Friday, July 25, 2003

Washington Post: New Estimates on Whale Population

Scientists may have profoundly underestimated the number of whales that once lived in the North Atlantic Ocean, a controversial finding that could have critical implications for the future of whaling and whale conservation, a new genetic study concludes.

The gulf between the new estimates and those from existing historical-statistical studies is so vast -- a difference of several hundred thousand animals -- that it has already provoked a spirited debate over scientists' techniques in gathering and analyzing the data.

"We're suggesting that the oceans can support these populations in the long term, and in fact did," said geneticist Joe Roman, a Harvard University graduate student and co-author of the new study with Stanford biologist Stephen R. Palumbi. "There are all kinds of different views on this, and we knew it was going to be controversial, but this is what the data show."

Roman and Palumbi analyzed DNA from three species of North Atlantic whales and found the genetic variation to be unexpectedly high in all cases -- a result indicating that before commercial whaling began in the 17th and 18th centuries there was a much larger pool of animals than historical records suggest.
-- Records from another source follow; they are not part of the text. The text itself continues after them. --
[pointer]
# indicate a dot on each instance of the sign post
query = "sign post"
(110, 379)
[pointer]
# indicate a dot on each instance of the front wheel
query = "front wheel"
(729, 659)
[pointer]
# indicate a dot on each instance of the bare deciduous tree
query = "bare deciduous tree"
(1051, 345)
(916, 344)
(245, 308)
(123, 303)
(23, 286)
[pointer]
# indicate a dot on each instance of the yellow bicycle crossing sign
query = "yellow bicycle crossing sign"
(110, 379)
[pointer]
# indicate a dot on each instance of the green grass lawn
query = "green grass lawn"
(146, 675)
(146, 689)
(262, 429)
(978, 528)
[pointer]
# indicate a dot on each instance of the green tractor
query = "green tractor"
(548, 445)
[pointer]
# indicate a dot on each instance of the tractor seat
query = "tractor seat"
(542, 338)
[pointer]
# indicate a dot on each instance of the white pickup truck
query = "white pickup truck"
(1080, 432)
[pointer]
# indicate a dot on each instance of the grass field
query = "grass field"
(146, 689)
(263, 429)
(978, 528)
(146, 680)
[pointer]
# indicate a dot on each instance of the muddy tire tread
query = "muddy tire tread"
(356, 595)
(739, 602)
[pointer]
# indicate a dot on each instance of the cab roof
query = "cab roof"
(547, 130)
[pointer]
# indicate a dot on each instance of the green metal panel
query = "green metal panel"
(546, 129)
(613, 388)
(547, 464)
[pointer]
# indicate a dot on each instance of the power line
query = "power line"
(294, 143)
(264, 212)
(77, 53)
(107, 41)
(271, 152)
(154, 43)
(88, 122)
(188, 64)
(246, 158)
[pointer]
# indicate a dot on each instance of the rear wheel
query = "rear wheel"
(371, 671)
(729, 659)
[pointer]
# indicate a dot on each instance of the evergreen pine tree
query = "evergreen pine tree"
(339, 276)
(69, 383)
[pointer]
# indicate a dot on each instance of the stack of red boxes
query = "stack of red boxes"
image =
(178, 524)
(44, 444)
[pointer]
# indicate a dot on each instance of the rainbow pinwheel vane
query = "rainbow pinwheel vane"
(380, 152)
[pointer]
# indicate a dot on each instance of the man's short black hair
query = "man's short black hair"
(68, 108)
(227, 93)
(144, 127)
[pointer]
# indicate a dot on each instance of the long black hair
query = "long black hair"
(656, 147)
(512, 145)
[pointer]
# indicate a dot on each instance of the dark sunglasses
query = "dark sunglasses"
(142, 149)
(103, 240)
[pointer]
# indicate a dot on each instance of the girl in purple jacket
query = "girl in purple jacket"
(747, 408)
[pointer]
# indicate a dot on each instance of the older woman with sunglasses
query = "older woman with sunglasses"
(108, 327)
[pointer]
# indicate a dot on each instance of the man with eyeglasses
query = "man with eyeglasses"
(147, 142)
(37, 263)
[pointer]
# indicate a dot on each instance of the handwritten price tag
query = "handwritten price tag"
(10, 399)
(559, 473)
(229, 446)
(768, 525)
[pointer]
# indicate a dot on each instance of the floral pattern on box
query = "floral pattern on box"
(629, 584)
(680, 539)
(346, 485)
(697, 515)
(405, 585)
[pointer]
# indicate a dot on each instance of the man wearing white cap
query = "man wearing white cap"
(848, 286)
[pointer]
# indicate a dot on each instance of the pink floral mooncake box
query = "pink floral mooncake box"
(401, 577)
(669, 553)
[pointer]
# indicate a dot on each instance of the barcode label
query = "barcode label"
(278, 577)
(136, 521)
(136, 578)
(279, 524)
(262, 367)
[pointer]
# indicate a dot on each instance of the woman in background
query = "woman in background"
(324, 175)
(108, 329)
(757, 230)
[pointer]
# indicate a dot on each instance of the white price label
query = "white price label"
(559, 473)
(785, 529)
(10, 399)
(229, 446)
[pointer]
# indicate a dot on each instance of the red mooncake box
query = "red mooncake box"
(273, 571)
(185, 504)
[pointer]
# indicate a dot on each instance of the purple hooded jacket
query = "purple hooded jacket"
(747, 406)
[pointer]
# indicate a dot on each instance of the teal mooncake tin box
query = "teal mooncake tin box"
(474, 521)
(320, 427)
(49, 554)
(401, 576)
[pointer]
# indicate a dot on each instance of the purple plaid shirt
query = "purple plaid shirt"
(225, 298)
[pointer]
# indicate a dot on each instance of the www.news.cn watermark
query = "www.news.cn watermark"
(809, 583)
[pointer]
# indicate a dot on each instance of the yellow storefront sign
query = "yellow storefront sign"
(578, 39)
In fact, the authors report today in the journal Science, their analysis showed that the pre-whaling, or "historic," population of humpback whales in the North Atlantic was 240,000, 12 times as many as the current historical-statistical estimate of 20,000. There are about 10,000 now.

Roman and Palumbi also estimated the historic population of fin whales at 360,000, nine times more than historical-statistical estimates of 40,000, and the population of minke whales at 265,000, as against statistical estimates of approximately 100,000.

My wild streak must be coming out now. One of my dreams is to go an a whaling reasearch or hunting expedition.